Some insurgent groups respond to reconciliation plan
Several Sunni-led insurgent groups have approached the Iraqi government to try to start negotiations after the Iraqi prime minister's presentation on Sunday of a limited plan for reconciliation, a senior legislator from the prime minister's party said Monday.There is more.
The groups have made no demands yet, but wanted to express their views to top government officials, said the legislator, Hassan al-Suneid. "There are signals" from "some armed groups to sit at the negotiating table," said Mr. Suneid, who, like the prime minister, Nuri Kamal al-Maliki, belongs to the Islamic Dawa Party, a conservative Shiite group.
The groups, made up of Iraqi nationalist fighters, have floated their proposal through Sunni Arab negotiators, Mr. Suneid said in a telephone interview. Although he described the groups as armed, he said they "are not implicated in the bloodletting of Iraqis."
Mr. Suneid declined to say how many groups wanted to open talks, who they were and how big or influential they were. There are indications that seven insurgent factions are involved.
The development was welcomed by a prominent Sunni politician. "This is a good and affirmative step from the armed groups," said Ayad al-Samarraie of the Iraqi Islamic Party, which holds some of the top posts in the government. Referring to Shiite militias, many of them backed by political parties, he added, "We are now looking for other armed groups and militias joined to parties to see how they will work with this project."
Mr. Maliki's reconciliation plan is vague, perhaps purposefully so, about which insurgent groups the government considers suitable to negotiate with. Mr. Maliki said in Parliament on Sunday, "For he who wants to build, we offer a hand with an olive branch." The only firm line, American and Iraqi officials said, was that no amnesty would be granted to members of Al Qaeda in Mesopotamia or guerrillas intent on restoring Saddam Hussein's rule.

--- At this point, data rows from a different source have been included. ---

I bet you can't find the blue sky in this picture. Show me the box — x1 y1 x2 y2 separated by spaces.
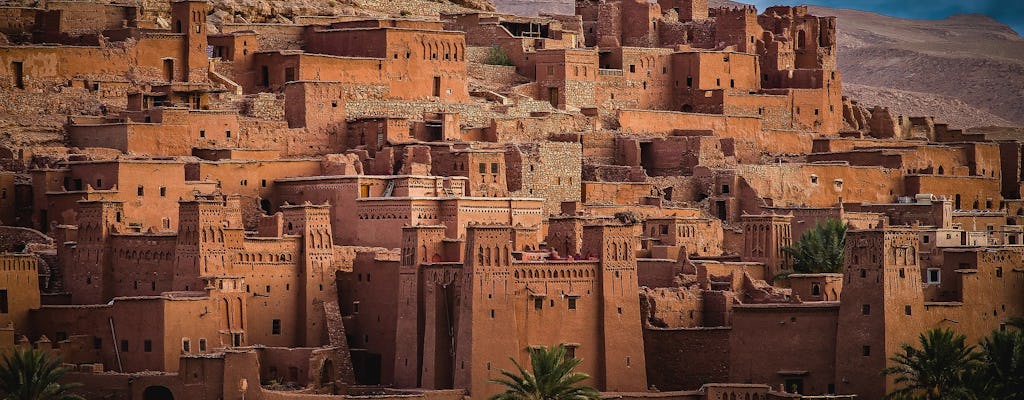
738 0 1024 34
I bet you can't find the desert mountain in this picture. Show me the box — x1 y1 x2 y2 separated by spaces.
495 0 1024 127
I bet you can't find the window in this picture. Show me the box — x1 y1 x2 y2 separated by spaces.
10 61 25 89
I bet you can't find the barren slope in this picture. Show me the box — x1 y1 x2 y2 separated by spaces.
495 0 1024 127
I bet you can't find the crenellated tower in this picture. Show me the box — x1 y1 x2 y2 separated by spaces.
281 202 337 346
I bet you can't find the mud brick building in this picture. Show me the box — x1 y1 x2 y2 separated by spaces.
0 0 1024 400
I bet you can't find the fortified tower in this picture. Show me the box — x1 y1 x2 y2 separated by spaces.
453 225 516 398
394 225 454 388
740 215 793 277
68 199 124 304
836 228 928 399
281 202 337 347
171 0 210 83
583 225 647 392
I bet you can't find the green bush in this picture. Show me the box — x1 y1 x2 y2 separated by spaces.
483 46 515 66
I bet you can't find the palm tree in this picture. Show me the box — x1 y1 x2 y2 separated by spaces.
883 328 981 400
0 349 82 400
782 219 848 275
490 346 600 400
980 321 1024 400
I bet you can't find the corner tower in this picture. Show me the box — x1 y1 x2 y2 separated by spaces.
171 0 210 83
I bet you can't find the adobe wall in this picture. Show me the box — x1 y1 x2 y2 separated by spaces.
643 326 733 391
0 253 40 336
728 304 835 394
505 141 583 215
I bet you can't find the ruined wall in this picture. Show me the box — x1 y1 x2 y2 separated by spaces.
643 327 733 391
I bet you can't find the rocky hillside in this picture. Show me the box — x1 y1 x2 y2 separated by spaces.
811 7 1024 127
495 0 1024 128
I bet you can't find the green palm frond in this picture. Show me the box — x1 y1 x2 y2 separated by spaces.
782 219 849 273
490 346 600 400
0 349 82 400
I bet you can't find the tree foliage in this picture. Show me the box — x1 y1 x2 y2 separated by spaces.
0 349 81 400
490 346 600 400
483 46 515 66
782 219 848 273
883 325 1024 400
979 319 1024 400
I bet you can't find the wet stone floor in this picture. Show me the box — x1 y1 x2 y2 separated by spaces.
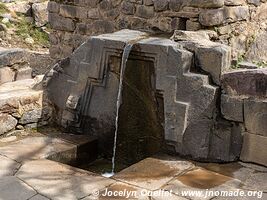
0 131 267 200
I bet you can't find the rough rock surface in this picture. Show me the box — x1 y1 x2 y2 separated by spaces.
222 68 267 97
44 30 242 161
0 114 17 135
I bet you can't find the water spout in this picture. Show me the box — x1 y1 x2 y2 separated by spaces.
102 43 133 177
102 34 149 178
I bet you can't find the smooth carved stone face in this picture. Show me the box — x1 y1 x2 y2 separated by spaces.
117 58 164 164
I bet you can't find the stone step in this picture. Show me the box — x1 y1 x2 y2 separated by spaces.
0 133 97 166
0 76 48 136
240 133 267 166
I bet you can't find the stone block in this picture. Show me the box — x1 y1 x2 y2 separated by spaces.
221 95 244 122
48 13 75 31
19 109 42 124
153 0 169 11
195 43 231 85
0 67 15 85
244 99 267 137
199 6 249 26
136 5 155 19
186 20 202 31
144 0 153 6
0 48 29 67
88 8 101 19
169 0 184 11
222 68 267 97
248 0 261 6
199 8 226 26
0 114 18 135
47 1 60 13
240 133 267 166
189 0 224 8
121 1 135 15
224 6 249 23
224 0 246 6
59 5 87 19
16 67 32 81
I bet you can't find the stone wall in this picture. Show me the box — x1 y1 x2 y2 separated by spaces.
48 0 267 62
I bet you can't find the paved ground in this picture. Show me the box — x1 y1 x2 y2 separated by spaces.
0 135 267 200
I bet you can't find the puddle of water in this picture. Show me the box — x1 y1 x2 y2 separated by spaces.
196 162 243 177
178 169 231 189
79 158 128 177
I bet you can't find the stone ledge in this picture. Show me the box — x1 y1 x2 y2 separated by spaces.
240 133 267 166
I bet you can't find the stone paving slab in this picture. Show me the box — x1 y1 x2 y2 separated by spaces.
83 182 187 200
0 155 21 178
0 176 37 200
0 137 76 162
162 168 241 200
29 194 49 200
113 158 194 190
17 159 115 200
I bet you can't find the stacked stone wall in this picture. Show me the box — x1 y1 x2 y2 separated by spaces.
48 0 267 62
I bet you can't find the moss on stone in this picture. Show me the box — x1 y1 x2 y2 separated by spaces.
116 56 163 167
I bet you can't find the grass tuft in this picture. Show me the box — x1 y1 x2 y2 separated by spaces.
16 17 49 47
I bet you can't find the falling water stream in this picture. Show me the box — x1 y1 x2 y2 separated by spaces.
102 34 149 177
102 43 133 177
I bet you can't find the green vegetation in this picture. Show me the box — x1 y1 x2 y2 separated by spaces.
16 17 49 47
253 61 267 68
0 3 9 14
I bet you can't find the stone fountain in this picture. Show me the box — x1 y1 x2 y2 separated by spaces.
44 30 247 166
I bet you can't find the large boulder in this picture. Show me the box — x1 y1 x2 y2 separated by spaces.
222 68 267 97
0 114 18 135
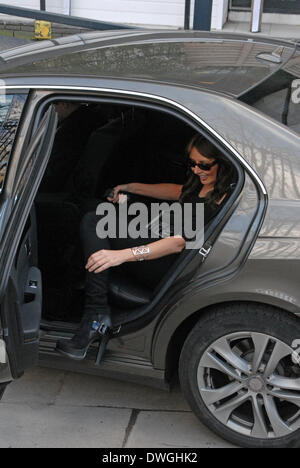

US forces have always broken the insurgency into three main categories.
The first and the one responsible for the most killings to date was al Qaeda and other foreign fighters, even though it had the fewest members.
The second group is made up of the "former regime elements." These are the Saddam thugs who terrorized Iraq before he was over thrown and they have continued since that time.
The third group was identified as the Iraq rejectionist. These were mainly Sunnis whose, bigotry and belief in a ruling birthright rejected democracy in Iraq. Indeed, some of them actually believed that the Sunnies made up the majority. It appears to me that the groups that have approached the government about reconcilliation come from this latter category.
Those in the first two groups would seem not to fit the profile of eligibility for the proposed amnesty. On top of that al Qaeda in Iraq has been decimated since the capture of material at the scene of Zarqawi's death, and subsequent exploitation from sites raided based on the Zarqawi information.
The former regime elements have also taken a significant beating over the last year and they have little hope of any success in regaining power. If the rejectionist make a deal, it will be even more difficult for the remaining terrorist to survive. Do not be surprised if those in the first two categories do not begin an exodus from Iraq soon. My speculation is that they will head for the tribal regions of Pakistan.